Carmen: A Hip Hopera (2001 TV Movie)
This old white fuddy-duddy LIKED it!
15 December 2001
I'm in my 60's and I live far from any exposure to African-American culture. I always found Rap to be pretty annoying. But I stumbled across this on cable, and I really liked it. It helps that "Umbrellas of Cherbourg" is one of my all-time favorite films, and this had a very similar flavor. One refreshing feature of the film was the authenticity of the language. It always irritates me to see black kids in the ghetto (movie version) speaking something that sounds too close to acting-school English. The cast of this fiom, apparently, did not consist of trained actors who enunciated clearly in a ghetto-esque parody, but people who live and talk in that culture all the time, and it sounded real. At the same time, it was not so steeped in arcane under-culture talk that I could not understand it. So, 5 stars out of 5 for overcoming the language problem that mainstream films are so challenged by.
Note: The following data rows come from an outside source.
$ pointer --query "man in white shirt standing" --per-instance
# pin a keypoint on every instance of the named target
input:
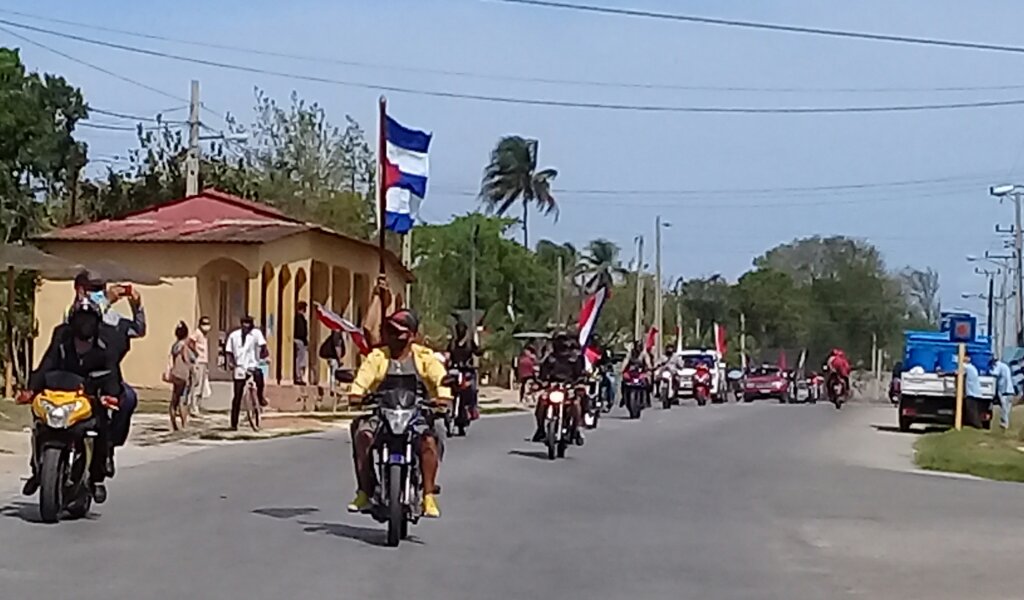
(246, 349)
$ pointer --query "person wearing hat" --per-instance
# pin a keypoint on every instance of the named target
(83, 346)
(563, 365)
(87, 285)
(398, 354)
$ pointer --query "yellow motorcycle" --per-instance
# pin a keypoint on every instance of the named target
(64, 434)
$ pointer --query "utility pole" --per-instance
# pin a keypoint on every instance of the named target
(638, 316)
(559, 286)
(742, 340)
(658, 308)
(192, 159)
(472, 281)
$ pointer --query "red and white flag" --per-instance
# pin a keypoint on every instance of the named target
(589, 313)
(335, 322)
(651, 339)
(720, 340)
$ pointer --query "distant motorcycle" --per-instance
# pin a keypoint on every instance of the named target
(837, 389)
(636, 390)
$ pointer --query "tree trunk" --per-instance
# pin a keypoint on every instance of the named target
(525, 228)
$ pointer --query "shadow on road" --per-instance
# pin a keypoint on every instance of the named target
(371, 536)
(286, 513)
(541, 455)
(22, 510)
(895, 429)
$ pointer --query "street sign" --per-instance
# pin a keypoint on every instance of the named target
(963, 328)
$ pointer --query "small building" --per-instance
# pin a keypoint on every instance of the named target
(223, 257)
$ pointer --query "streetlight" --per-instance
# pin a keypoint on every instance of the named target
(658, 308)
(1013, 190)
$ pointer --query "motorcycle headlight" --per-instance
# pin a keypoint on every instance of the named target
(57, 416)
(398, 419)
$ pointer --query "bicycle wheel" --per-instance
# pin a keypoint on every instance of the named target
(252, 409)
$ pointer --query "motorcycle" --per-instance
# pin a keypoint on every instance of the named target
(701, 387)
(635, 391)
(666, 387)
(457, 419)
(64, 434)
(837, 390)
(559, 430)
(401, 412)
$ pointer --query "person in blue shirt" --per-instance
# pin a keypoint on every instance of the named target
(974, 405)
(1005, 390)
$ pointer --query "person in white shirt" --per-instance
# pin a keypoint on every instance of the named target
(246, 349)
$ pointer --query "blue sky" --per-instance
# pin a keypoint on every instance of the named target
(933, 224)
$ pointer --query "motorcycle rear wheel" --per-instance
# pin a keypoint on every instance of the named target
(395, 511)
(51, 472)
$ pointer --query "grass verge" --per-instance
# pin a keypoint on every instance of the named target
(992, 455)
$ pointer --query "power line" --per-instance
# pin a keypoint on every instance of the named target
(770, 26)
(531, 101)
(99, 69)
(510, 78)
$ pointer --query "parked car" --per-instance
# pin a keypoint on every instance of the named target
(767, 381)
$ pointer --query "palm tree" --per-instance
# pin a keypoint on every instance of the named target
(600, 264)
(511, 176)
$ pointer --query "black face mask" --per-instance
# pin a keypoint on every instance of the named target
(84, 326)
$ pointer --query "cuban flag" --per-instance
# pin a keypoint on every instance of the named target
(337, 323)
(406, 169)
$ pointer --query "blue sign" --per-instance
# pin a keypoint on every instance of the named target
(963, 328)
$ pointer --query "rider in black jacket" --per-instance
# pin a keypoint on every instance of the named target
(84, 345)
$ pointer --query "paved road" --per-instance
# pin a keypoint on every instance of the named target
(728, 503)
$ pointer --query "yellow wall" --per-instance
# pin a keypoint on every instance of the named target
(193, 272)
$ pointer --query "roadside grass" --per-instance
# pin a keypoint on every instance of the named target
(992, 455)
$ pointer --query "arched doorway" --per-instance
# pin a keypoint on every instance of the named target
(222, 290)
(283, 350)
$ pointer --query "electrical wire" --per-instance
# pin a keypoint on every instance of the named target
(101, 69)
(501, 77)
(531, 101)
(769, 26)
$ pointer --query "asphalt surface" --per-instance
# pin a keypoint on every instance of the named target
(729, 502)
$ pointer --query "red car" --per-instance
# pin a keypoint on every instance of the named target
(766, 381)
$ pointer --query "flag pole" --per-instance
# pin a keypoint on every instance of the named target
(381, 178)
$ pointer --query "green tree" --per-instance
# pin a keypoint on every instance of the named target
(512, 176)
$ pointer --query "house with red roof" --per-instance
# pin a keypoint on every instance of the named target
(223, 257)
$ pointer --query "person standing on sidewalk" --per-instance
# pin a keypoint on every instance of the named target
(1005, 390)
(301, 335)
(201, 371)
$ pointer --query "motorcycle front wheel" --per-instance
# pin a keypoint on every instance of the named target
(51, 475)
(395, 511)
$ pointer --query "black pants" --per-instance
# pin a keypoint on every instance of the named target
(240, 390)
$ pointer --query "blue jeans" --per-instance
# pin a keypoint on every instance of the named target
(121, 420)
(1007, 405)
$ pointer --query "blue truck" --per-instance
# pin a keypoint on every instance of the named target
(928, 380)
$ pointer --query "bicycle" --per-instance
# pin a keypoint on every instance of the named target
(250, 399)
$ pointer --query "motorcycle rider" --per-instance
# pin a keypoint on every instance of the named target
(837, 365)
(83, 345)
(88, 286)
(563, 365)
(637, 358)
(398, 354)
(462, 351)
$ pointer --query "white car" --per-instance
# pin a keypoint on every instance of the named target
(689, 358)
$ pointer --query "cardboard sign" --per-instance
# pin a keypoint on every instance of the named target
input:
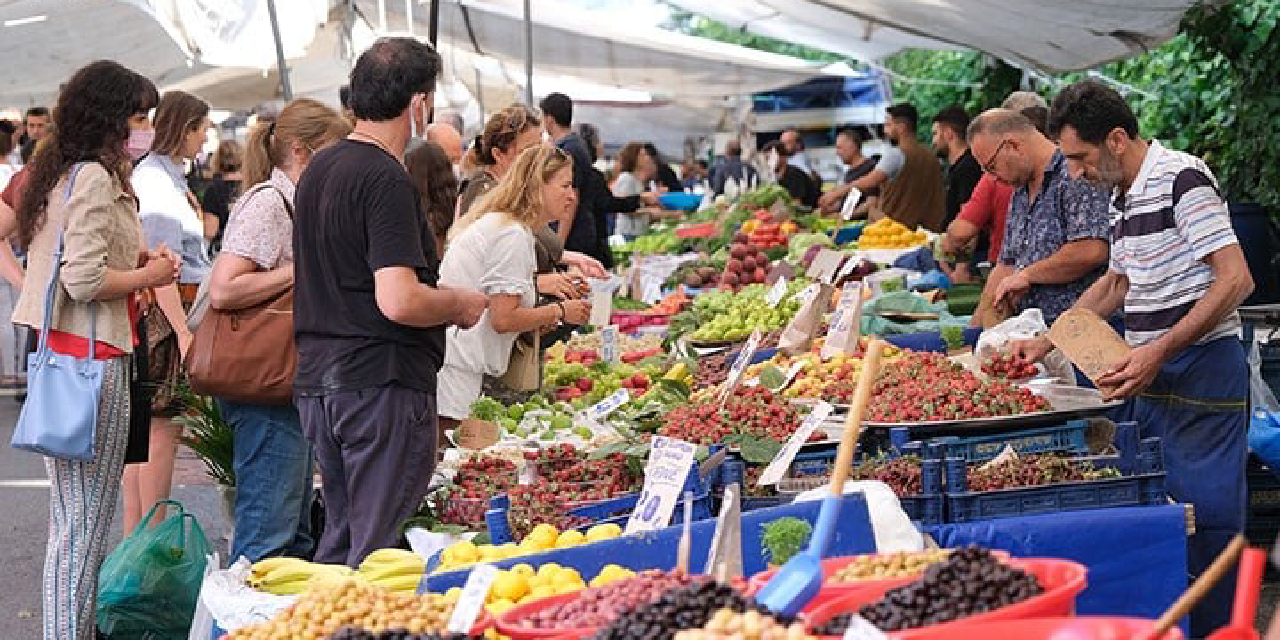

I'd have liked more music---quite a bit of the dialogue was spoken in normal conversation---a lot more could have been put to music, since the commitment had already been made to use that device. I think the pace of the musicalized dialogue was very, very well done in terms of matching body language. Nobody seemed uncomfortable with the exchanges, or impatient for the imposed rhythm to catch up with the reaction. A neat job. Overall, this is a finely-tuned, slick vehicle that works. Whatever you think of African Americans or their music or their culture, this is a nice film that will perhaps endear you to this charming entourage.